Similar to other lymphomas reported in association with breast implants, ALCL shows, with rare exceptions, a T cell phenotype. In the present study, we documented a predominance of T cells when the inflammatory cells were present in the breast implant capsule. This predominance lead us to believe that there might exist conditions related to either the capsular component of implants or to the content of implants that could facilitate the proliferation of T cells over B cells. On the other hand, reported ALCL cases related to implants, for which a reference to the type of implants exists, have always been of textured surface.

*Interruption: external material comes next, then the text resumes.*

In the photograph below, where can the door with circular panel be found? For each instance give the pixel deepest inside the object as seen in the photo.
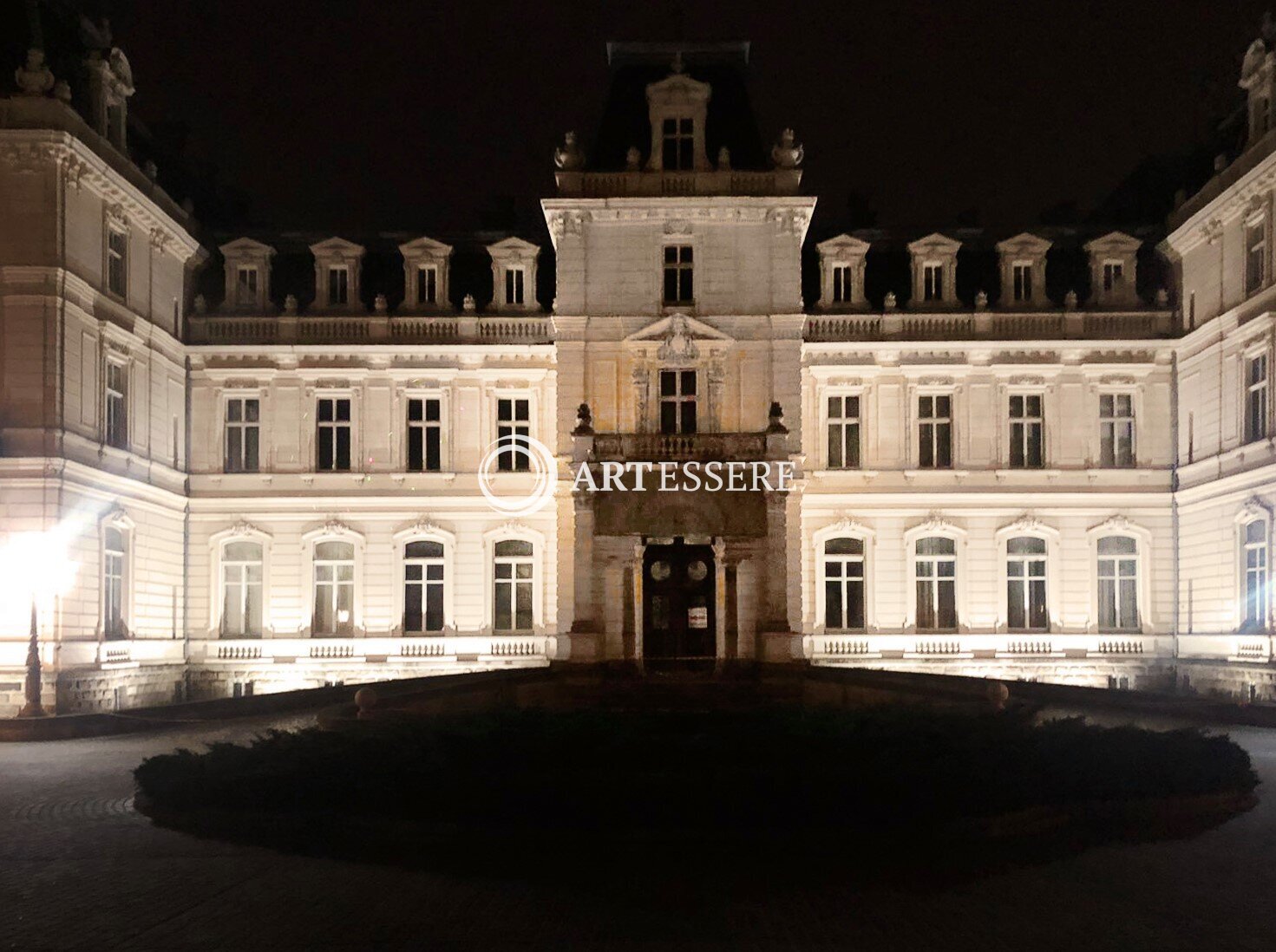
(679, 619)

It is worth noting that even though the number of smooth surface implants in our study was limited, a T cell predominance tendency, as those seen in textured-type implants, was not observed. This fact backs up the hypothesis about smooth surfaced implants being less selective for T cells. Although the relationship between implants and these diseases is still unclear, a broader study is needed to confirm the present findings and determine its relationship with these diseases.

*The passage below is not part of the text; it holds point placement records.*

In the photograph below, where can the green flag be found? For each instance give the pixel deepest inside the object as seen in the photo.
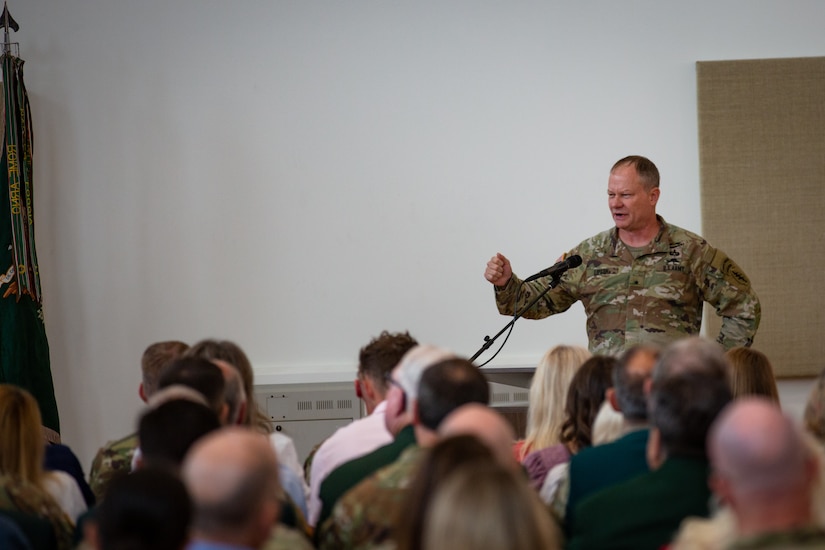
(24, 349)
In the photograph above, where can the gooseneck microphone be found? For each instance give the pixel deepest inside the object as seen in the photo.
(558, 269)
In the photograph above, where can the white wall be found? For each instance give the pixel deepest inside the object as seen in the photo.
(297, 176)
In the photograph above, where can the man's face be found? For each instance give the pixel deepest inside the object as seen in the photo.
(632, 207)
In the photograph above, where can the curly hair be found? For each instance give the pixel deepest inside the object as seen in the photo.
(584, 398)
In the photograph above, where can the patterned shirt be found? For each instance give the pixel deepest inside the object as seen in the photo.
(654, 295)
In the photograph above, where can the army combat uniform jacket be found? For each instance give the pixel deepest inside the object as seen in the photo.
(650, 295)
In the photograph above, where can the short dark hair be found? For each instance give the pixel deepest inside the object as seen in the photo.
(683, 407)
(647, 171)
(630, 387)
(199, 374)
(149, 509)
(446, 386)
(584, 399)
(168, 431)
(377, 359)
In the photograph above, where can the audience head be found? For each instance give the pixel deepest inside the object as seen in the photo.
(751, 373)
(548, 393)
(609, 425)
(149, 509)
(376, 361)
(584, 399)
(682, 408)
(155, 359)
(201, 375)
(403, 384)
(691, 354)
(21, 441)
(485, 506)
(450, 454)
(166, 432)
(226, 350)
(487, 425)
(232, 475)
(443, 388)
(762, 466)
(233, 393)
(633, 370)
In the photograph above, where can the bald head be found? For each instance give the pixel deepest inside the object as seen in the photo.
(487, 425)
(694, 354)
(757, 449)
(232, 476)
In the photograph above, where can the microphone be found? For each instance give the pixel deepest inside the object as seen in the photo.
(558, 269)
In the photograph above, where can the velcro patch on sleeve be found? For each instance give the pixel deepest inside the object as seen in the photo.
(731, 272)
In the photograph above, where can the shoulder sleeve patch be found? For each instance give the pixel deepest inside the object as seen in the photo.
(731, 272)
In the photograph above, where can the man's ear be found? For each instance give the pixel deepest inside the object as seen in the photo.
(654, 196)
(655, 454)
(241, 413)
(610, 395)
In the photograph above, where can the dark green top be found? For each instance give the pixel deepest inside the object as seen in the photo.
(646, 511)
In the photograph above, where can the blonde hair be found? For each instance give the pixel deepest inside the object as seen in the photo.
(21, 441)
(487, 507)
(226, 350)
(751, 373)
(548, 393)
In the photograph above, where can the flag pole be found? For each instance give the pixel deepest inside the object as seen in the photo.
(8, 22)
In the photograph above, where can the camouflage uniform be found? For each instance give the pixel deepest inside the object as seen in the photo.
(111, 462)
(655, 297)
(364, 516)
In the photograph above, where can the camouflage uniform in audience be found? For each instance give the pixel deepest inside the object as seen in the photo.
(654, 295)
(112, 461)
(365, 514)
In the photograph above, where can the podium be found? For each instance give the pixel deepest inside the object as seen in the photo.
(519, 377)
(509, 393)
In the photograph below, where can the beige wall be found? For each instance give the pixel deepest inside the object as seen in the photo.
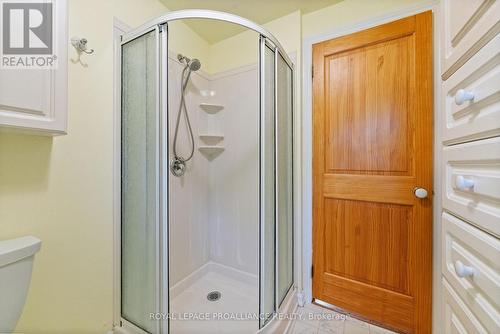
(60, 189)
(349, 12)
(242, 49)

In summary, capsular contracture was associated with implant profile (low vs. high) but no with implant type (smooth vs. textured) or location (subglandular vs. submuscular). We also found evidence of inflammation in 92.5 % of all implant capsules, with a statistically significant higher proportion in textured breast implants. T cells predominated over B cells. Textured implants elicited a more marked response to T cells than smooth implants, with a similar proportion of helper and cytotoxic T cells. Textured implants showed statistically significant higher percentages of CD3 positive cells than smooth implants. Percentages of CD20 positive cells were similar in textured and smooth implants. These results suggest that the silicone present in breast implants might induce a strong local T cell immune response. Our findings could shed some light to understand the association of silicone breast implants and some cases of anaplastic large cell lymphomas.